Published on May 10th, 2013 | by Adrian Stevenson0
Helping Institutions Towards APIs
(Image: Wanted immediately for the Royal Navy, © Museum of London)
In this post, I’d like to go into some technical detail regarding point five in our strategy — helping institutions to set up their own APIs. I’ll talk about how we’ve set up our Solr, and document the configuration files we’ve used so that any of the institutions we have helped can recreate our work.
Solr Single Core and The Solr Schema File
We were running Tomcat already on our servers, so we set up our Solr to run out of that rather than setting up some other Java servlet container product. Our server is running Ubuntu 12.04.2 and we installed Solr the easy way (using apt) which installed v1.2 . A quick restart of both apache and tomcat, and Solr was ready to go, just waiting for configuration and data. Most of the steps from this point onwards were taken with support from the Solr wiki.
The first step in setting up Solr is the schema file, which is under
/usr/share/solr/conf on Ubuntu. The main purpose of this file is to tell Solr about the structure of the data which you will be loading into it. Both the Ubuntu install and the OSX install I used for testing came with a sample schema file from the Solr tutorial, and it is fairly straightforward to use this file as a template and just change sections for your data.
The first half of the file sets up the internal Solr data
<types> you want to have available on your server, and so for the relatively simple datasets we were loading in there wasn’t any need to alter that section. Skipping to the
<fields> section, we started off testing data from the Welsh Voices of the Great War project, and you can take a look at our example v1.2 schema files. The main data types in use for welsh voices data were strings (for short text fields), text (for paragraphs of text — note in Solr v1.4 this has become text_general), and ints.
After the main fields section, the file contains some extra fields which offer more functionality. In particular, there is a catchall text field which solr uses to combine all the text fields in a record and to perform default searching (if the user doesn’t specify a particular field to search on). It is not necessary to do anything to these fields here, as there is one further configuration section lower down the file which sets them up. after the regular fields, you will see dynamicFields which again do not need altering in our simple use case, and then after the
<fields> section, you will see the
defaultOperator configuration entries, followed by
copyfield entries. The
copyfield entries allow you to specify which of your metadata fields it makes sense for default queries to search, and populate the catchall field mentioned above.
A lot of the testing I had done was with v1.4 on OSX and so when I tried to copy the solr schema I had worked out in testing up to our production server I got the relatively unhelpful Solr core dump page, so be warned, as a product Solr changes between releases and the schema files are not necessarily backwards compatible!
Solr supports uploading your data from a variety of formats using import handlers. For all the sources we worked with, the relevant handler was the CSV import handler, (although the XML one stood out most obviously as also being of possible interest for other providers). CSV can be uploaded to a running instance of Solr using a utility such as cURL, and this is what we did, although you can also enable streaming from the server’s own filesystem. Don’t forget to include the commit option in the update otherwise you will be scratching your head as to where your data is!
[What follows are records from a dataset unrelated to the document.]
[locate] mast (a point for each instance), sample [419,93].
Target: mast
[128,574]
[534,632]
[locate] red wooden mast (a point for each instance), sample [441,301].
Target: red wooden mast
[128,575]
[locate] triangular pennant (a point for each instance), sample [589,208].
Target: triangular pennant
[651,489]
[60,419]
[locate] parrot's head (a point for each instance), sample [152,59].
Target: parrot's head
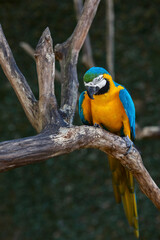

The next step with our Solr configuration was adding in data from different providers. If we had been completely aggregating, then it might have made sense to put all the data into the same Solr instance, albeit with a particularly comprehensive schema file. Another alternative would be to run multiple Solr applications in Tomcat. However, Solr has another option — you can run it in multicore mode, where one running Solr is partitioned into separate cores, each one holding an isolated data set. Once you have converted Solr to multicore mode, you can add, remove, start and stop cores without even restarting the server, which made it a great solution for us to add in more providers as they came up.
Multicore mode is a little trickier to set up and requires you to edit the main Solr configuration file to set off. In terms of keeping track of what is happening, it is also slightly easier if you know from the beginning you are going to run multicore mode, and set your Solr up accordingly. However, if you do start in single core mode, knowing a little more about where Solr is saving your data will allow you to tweak the configuration files and preserve your single core as one of the new multiple cores.
You can take a look at our configuration files — in terms of placement, you need to specify for each core a name and a directory to store the data. Ubuntu Solr already has a suggested directory structure in place which is easy to use, or you can craft your own.
Once our cores were spun up, the rest was easy — each core has a separate configuration directory and separate schema files, so it was just a case of repeating the first step for each new provider. Our final schema files for the providers are given below!
The last (but absolutely not least) thing to mention with setting up your own Solr instance is Security. There’s an interesting entry on the Solr wiki which basically notes that a running Solr, by default, can be completely administered over the web, including adding more data, deleting your data, etc. Solr as an app does not concern itself with reproducing security features which have been done better elsewhere, and so running your own instance will necessitate a degree of systems architecture depending on your use case. You can firewall your instance off to everything except your own servers, for example, which is great if you want to dump in a load of data you found somewhere and use Solr for your own (or your own institution’s) purposes, but not so great if your intent is to offer an API to the world. Or, you could control access to your Solr instance by running it behind your own proxy server which limits the HTTP requests people can send through. Another option is to make use of features of Tomcat (or similar) to add authentication control to the admin pages or even the search pages. On our running instance, after loading the data, I have simply disabled administrative features by commenting out the update and admin requestHandlers in the
solrconfig.xml file for each core, as well as in the multicore
Hopefully I have brought across how easy it is to drop Solr onto your tomcat server and get your API running in very little time. All the providers we worked with were able to supply metadata in CSV or XML format, and it just dropped straight into Solr and was searchable in very little time.
I’ve already talked a little about the strategy for our federated API performing mappings between various APIs in the field, in my last post, but in my next post I want to cover the specifics of these mappings, and tie off our technological approach.